Readers’ comments: In its ruling, the court acknowledges its lack of familiarity with the methodology involved in a DCCF analysis. Jay B. Abrams (Abrams Valuation Group Inc.) points out that, even if the methodology is not familiar to the court, it is a familiar methodology. The DCCF “is merely a DCF with the assumption that growth in cash flow is a constant percentage after the year 1 forecast,” he says. “It is no different than applying the Gordon Model multiple to the year n forecast (where n is most often equal to 6) to calculate the PV of the reversion period, except that in the DCCF, the reversion period starts immediately. Thus, the DCCF is a DCF for an already mature firm, where there is no need to calculate the PV of Cash Flows of the first n years separate from n + 1 to infinity.”

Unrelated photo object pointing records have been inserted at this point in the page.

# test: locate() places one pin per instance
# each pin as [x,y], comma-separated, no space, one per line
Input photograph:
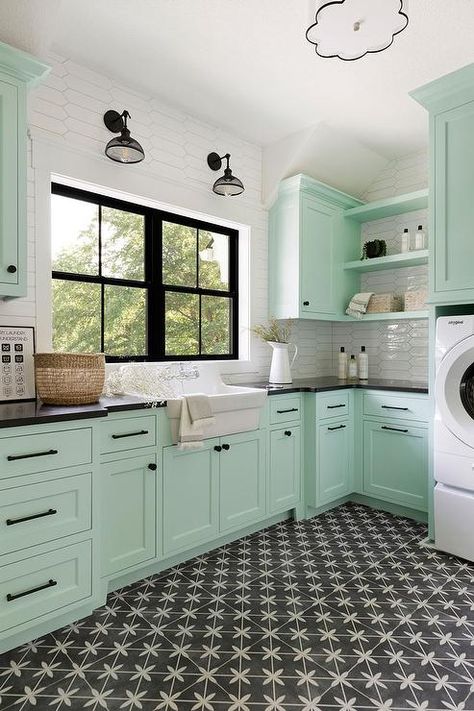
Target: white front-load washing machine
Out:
[454,436]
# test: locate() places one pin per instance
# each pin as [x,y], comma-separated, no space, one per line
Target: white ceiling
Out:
[246,65]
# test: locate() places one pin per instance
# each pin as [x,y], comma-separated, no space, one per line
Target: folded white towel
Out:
[195,418]
[358,304]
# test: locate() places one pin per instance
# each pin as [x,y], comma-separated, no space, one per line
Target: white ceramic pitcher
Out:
[280,371]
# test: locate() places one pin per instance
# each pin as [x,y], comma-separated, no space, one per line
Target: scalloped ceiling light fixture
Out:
[350,29]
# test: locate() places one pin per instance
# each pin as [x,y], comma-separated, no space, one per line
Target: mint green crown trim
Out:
[21,65]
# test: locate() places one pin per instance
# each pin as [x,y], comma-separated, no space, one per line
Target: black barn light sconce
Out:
[123,148]
[227,184]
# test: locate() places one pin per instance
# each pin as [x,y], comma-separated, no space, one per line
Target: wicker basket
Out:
[69,378]
[384,303]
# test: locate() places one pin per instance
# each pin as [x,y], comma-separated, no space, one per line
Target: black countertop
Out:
[17,414]
[317,385]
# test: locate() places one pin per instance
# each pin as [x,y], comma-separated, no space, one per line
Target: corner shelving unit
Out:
[379,210]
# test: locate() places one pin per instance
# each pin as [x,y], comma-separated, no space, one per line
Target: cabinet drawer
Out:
[29,454]
[396,407]
[287,410]
[30,515]
[335,405]
[40,585]
[129,433]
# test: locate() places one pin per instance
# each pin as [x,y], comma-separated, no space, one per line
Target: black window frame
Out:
[153,282]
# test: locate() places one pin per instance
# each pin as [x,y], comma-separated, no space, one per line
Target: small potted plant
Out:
[277,334]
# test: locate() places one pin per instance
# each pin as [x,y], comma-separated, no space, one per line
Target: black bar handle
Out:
[50,584]
[14,457]
[13,521]
[392,407]
[394,429]
[130,434]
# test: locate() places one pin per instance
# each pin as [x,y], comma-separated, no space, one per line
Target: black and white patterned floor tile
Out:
[343,612]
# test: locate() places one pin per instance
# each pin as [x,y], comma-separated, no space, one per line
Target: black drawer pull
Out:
[394,429]
[13,521]
[50,584]
[14,457]
[130,434]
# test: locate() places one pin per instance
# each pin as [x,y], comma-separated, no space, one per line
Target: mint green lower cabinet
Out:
[190,497]
[395,463]
[285,467]
[334,461]
[241,479]
[128,523]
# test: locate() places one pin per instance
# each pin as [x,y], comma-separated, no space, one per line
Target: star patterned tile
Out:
[347,611]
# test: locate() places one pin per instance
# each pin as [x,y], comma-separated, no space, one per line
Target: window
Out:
[141,284]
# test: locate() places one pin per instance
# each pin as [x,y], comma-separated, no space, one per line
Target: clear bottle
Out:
[352,368]
[420,238]
[363,364]
[405,240]
[342,364]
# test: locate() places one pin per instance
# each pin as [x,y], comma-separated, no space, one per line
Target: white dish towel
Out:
[196,417]
[358,304]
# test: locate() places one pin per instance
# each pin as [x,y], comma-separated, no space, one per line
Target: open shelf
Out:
[393,261]
[389,207]
[389,316]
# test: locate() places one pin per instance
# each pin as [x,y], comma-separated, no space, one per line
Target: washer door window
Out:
[455,390]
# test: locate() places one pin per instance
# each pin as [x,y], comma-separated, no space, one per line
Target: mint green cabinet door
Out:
[241,479]
[285,468]
[128,513]
[453,203]
[190,480]
[395,463]
[9,198]
[317,258]
[333,461]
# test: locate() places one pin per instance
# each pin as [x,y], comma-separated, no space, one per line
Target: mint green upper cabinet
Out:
[395,463]
[17,70]
[285,468]
[190,491]
[128,513]
[334,461]
[241,480]
[450,101]
[309,241]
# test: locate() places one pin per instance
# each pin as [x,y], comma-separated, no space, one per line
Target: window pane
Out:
[215,325]
[179,255]
[181,324]
[213,261]
[76,316]
[123,244]
[124,321]
[74,235]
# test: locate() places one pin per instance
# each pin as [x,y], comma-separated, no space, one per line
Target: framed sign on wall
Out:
[17,369]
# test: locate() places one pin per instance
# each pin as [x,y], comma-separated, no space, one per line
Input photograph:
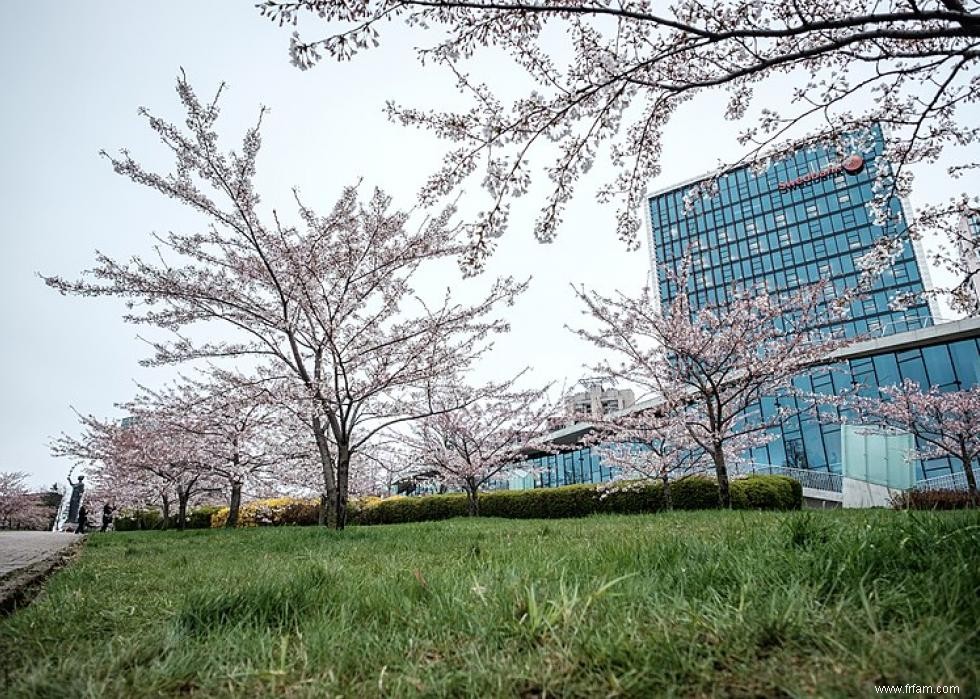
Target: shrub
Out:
[271,512]
[932,500]
[200,517]
[766,493]
[694,493]
[399,509]
[132,520]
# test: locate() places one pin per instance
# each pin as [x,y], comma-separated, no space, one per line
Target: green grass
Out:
[679,604]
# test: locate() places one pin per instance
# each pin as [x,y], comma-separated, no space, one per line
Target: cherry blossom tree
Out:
[945,423]
[19,507]
[145,459]
[648,445]
[711,368]
[613,75]
[328,300]
[494,431]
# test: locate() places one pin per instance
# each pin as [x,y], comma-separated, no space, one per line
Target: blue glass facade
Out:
[805,440]
[801,221]
[772,229]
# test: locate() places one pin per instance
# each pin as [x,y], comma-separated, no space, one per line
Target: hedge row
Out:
[271,513]
[130,520]
[934,500]
[696,493]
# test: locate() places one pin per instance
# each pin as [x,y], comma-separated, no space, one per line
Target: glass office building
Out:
[802,220]
[946,356]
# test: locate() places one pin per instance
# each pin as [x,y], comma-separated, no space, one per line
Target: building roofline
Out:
[950,331]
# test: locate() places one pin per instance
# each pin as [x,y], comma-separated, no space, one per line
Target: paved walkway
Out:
[22,549]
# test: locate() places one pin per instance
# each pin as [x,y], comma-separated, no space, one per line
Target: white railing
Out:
[808,478]
[952,481]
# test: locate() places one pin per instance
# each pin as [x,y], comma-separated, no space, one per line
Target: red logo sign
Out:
[852,165]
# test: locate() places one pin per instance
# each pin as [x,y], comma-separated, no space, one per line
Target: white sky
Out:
[75,73]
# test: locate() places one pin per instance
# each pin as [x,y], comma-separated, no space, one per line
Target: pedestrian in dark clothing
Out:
[106,516]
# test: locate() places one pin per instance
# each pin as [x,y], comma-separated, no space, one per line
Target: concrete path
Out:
[26,559]
[21,549]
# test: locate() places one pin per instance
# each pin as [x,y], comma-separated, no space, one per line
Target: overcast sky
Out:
[73,77]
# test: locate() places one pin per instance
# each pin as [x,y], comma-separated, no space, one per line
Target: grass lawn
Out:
[684,604]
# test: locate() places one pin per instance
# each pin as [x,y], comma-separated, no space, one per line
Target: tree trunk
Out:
[328,500]
[472,498]
[721,472]
[235,504]
[971,479]
[325,508]
[166,512]
[343,481]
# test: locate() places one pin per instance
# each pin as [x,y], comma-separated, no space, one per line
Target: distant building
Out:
[967,243]
[597,400]
[800,221]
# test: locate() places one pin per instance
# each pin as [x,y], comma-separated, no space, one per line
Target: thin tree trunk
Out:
[328,499]
[183,495]
[166,512]
[325,508]
[721,472]
[343,481]
[472,500]
[971,480]
[235,504]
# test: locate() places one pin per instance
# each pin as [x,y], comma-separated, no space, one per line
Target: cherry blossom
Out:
[610,77]
[492,431]
[327,301]
[945,423]
[710,369]
[19,507]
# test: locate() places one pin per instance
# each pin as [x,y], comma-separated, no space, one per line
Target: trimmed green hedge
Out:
[696,493]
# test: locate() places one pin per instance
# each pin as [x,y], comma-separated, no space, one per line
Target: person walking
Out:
[106,516]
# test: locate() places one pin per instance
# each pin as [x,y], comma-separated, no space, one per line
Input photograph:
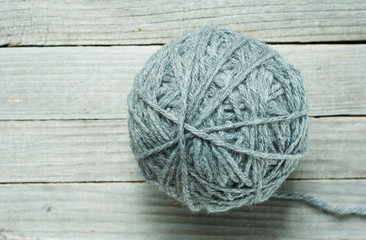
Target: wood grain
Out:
[93,82]
[150,22]
[69,151]
[139,211]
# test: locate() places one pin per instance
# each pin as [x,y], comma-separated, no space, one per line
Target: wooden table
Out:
[66,169]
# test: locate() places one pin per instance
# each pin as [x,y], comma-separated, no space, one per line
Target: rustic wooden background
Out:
[66,169]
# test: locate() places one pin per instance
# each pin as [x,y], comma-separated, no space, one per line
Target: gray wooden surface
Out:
[149,22]
[66,169]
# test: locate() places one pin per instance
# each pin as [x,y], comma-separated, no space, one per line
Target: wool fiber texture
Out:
[217,120]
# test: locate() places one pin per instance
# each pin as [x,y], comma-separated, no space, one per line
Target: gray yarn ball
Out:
[217,120]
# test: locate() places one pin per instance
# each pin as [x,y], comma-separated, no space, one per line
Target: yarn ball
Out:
[217,120]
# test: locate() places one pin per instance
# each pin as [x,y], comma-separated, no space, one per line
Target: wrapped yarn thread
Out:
[218,120]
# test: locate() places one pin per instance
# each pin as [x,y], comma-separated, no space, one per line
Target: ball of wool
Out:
[217,120]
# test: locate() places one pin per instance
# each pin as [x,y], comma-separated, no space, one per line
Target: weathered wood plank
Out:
[139,211]
[89,82]
[148,22]
[67,151]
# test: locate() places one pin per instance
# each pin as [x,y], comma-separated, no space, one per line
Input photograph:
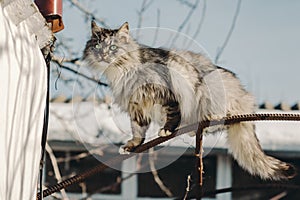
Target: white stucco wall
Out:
[22,97]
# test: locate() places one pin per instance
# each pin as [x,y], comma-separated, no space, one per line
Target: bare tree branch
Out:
[185,21]
[157,27]
[76,72]
[188,187]
[221,49]
[156,176]
[198,29]
[141,12]
[86,11]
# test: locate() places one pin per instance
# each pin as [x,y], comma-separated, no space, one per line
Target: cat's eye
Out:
[113,47]
[98,46]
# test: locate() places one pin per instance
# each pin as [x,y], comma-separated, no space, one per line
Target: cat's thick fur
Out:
[176,88]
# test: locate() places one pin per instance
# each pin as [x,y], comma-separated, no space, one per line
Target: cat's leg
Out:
[173,118]
[138,137]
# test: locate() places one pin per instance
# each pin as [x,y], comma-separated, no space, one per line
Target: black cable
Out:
[45,124]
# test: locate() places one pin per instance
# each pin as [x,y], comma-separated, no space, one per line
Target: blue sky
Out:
[264,50]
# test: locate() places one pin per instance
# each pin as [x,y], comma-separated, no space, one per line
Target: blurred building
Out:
[82,132]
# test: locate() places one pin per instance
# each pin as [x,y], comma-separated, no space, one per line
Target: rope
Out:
[225,121]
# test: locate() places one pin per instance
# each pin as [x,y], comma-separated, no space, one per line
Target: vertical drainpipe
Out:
[52,11]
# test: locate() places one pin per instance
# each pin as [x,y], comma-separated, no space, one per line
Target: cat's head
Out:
[106,45]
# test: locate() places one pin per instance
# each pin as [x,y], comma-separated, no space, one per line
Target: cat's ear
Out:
[95,28]
[123,32]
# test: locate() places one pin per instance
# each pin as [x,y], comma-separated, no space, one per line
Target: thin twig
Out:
[80,74]
[156,176]
[86,11]
[221,49]
[203,13]
[157,27]
[188,187]
[185,21]
[141,12]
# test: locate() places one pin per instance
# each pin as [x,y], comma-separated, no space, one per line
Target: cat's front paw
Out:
[164,133]
[129,147]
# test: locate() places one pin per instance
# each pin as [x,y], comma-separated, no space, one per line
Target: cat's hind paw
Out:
[164,133]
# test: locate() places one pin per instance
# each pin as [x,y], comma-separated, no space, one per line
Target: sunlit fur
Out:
[176,88]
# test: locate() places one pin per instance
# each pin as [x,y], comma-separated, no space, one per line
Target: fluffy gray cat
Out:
[176,88]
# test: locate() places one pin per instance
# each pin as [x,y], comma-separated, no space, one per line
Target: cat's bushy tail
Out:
[247,151]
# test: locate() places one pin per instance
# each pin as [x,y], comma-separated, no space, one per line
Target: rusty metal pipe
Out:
[52,11]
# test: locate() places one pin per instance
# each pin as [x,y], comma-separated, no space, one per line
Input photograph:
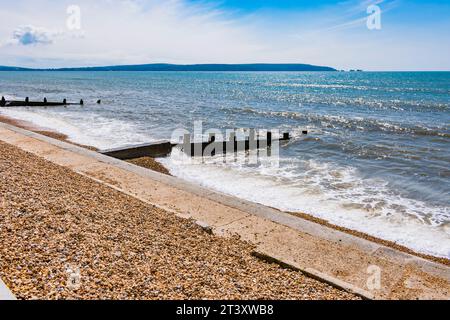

Also, the point was made that there was no reliable market price because this was a short-form merger, but that’s not so. "There was no market simply because it was a private company,” says Gil Matthews (Sutter Securities Inc.). “In Glassman v. Unocal Exploration, it was a short-form merger squeezing out a 2% minority, but there was an active public market for the minority shares. Short-form mergers are frequently used to squeeze out publicly-traded minorities in second-stage mergers after tender offers.”

Matthews also says that “the court applied an industry risk premium in its discount rate calculation. I believe this is only the second time that the Court of Chancery explicitly used it—the other was in Del. Open MRI v. Kessler.”

The case digest, which appears in the July edition of Business Valuation Update, includes an extensive discussion of the parties’ and the court’s selection of the risk premia. The full court opinion will be available soon at BVLaw. The case is Laidler v. Hesco Bastion Environmental, Inc., 2014 Del. Ch. LEXIS 75 (May 12, 2014).